Monday, February 13, 2017

DC Egress Traffic with Stretched Layer 2

In the last blog I spent a lot of writing (and funky formulas) just to say that the DCI circuits between two Data Centers need to be larger than the biggest DC WAN link plus the inter-DC traffic (which increases your cost). When stretching layer 2 across DCs, there is not much that can be done to force DC ingress traffic to come in via the DC WAN link where the destination workload (VM) is running. However, there are some things you can do to force the egress traffic to go out the DC where the VM is located (and avoid using the DCI circuits) to reduce some of the cost associated with the DCI links. For this blog post I’m going to assume that we have Active/Active DCs.

Dual Default Gateways
When you stretch the layer 2 across the DC, the default getaway for the stretched layer 2 segments could be physically located in one of the two DCs. We don’t care about that use case (that would probably require a standalone blog post to talk about the cons of this design). Instead let’s assume that we have default gateway services in both DCs, and to provide redundancy, we will have two routers as default gateways in each DC, running FHRP (something like VRRP), as shown in the diagram.

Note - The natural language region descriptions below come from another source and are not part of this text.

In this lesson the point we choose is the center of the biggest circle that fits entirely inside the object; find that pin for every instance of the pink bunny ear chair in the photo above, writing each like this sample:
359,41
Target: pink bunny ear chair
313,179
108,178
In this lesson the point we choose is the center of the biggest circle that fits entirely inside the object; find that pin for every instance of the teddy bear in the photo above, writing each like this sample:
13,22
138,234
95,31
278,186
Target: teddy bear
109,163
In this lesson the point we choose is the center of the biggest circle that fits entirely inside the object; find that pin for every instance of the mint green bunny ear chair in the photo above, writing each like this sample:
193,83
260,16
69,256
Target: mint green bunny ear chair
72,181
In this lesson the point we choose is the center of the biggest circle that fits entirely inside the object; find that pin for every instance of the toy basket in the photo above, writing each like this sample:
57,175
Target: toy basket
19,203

In this design, the VM will forward traffic to its local default gateway, which in turn will forward the traffic out of it local DC WAN. For this design to work (1) there must be a mechanism to stop each pair of DC default gateways from seeing each other (otherwise you won’t get both pairs of FHRP routers to be Active with the same virtual MAC) and (2) to prevent a VM in one DC from receiving ARP replies for its default gateway from the other DC’s pair of default gateways. You could achieve this with Access List (too manual) or you could stretch the layer 2 with something like Cisco OTV, which has built-in mechanism (less manual) to isolate FHRP in each DC.

This design does have some potential issues that must be taken into account. If each pair of default gateways uses different virtual MAC addresses when replying to ARP, a VM that moves DCs will lose connectivity (until it re-ARPs for its default gateway). Also, if both members of a pair of default gateways go down, you may have to remove the FHRP isolation to allow the impacted VMs to reach the default gateways in the other DC.

Distributed Default Gateway (Top of Rack)
An alternative to dual default gateways is to stretch the layer 2 using VXLAN (or another tunneling protocol) from the Top of Rack (ToR). In this design all ToR will have the Layer 3 boundary and be the default gateways for their own racks. Every time the ToR gets an ARP request, the ToR will respond to it (and provide local FHRP isolation), as shown in the diagram below. Two examples of this are Arista’s DCI with VXLAN and VARP, Brocade’s IP Fabric with Anycast gateway (for the time being until Broadcom decides what to do with Brocade’s Network business).



One advantage of this design over the previous one: there are a lot more routers (the ToRs) acting as default gateways and built in FHRP isolation. If a ToR dies, only the rack where it resides will be impacted as opposed to the entire DC. Also since all ToR have the use the same virtual MAC, when a VM moves DCs, it continues to have uninterrupted Layer 3 connectivity. One disadvantage is that you would need to fiddle with route advertisements to ensure the ToRs forward traffic straight up the local DC WAN; this many not be as easily done as it sounds.

Side note: there is a variation of this design where the ToR are strictly layer 2 (let’s call them Leafs) and the distribution switches (henceforth Spines) do the Layer 3, thus providing the default gateway services.

Distributed Default Gateway (software)
Just like the physical version, you stretch the layer 2 using a tunneling protocol (like VXLAN or GENEVE) but you have a layer 3 process in each hypervisor that serves as the default gateway (e.g. virtual router). Each virtual router will have the same IP and virtual MAC (thus VMs can move between DCs at will) and locally respond to ARP requests. And like the physical version, you must manipulate routes to force each virtual router to send traffic to its local DC WAN, as shown in the diagram.



VMware’s NSX-v (distributed logical router) achieves this functionality. Each logical router is the “same” in each hypervisor except for their routing tables. Each logical router in each DC will get routes only relevant to it. This way, each logical router is “forced” to forward traffic using its local WAN.

Elver’s Opinion: This blog post should (mostly) conclude my thoughts on stretching Layer 2 across the DCI (think hard before doing it). At first I thought I would use this blog to also talk about local egress in NSX (to wrap up my thoughts on the matter), but as I wrote I realize I would need more space than I thought, so I’ll be writing another blog post just on local egress in NSX.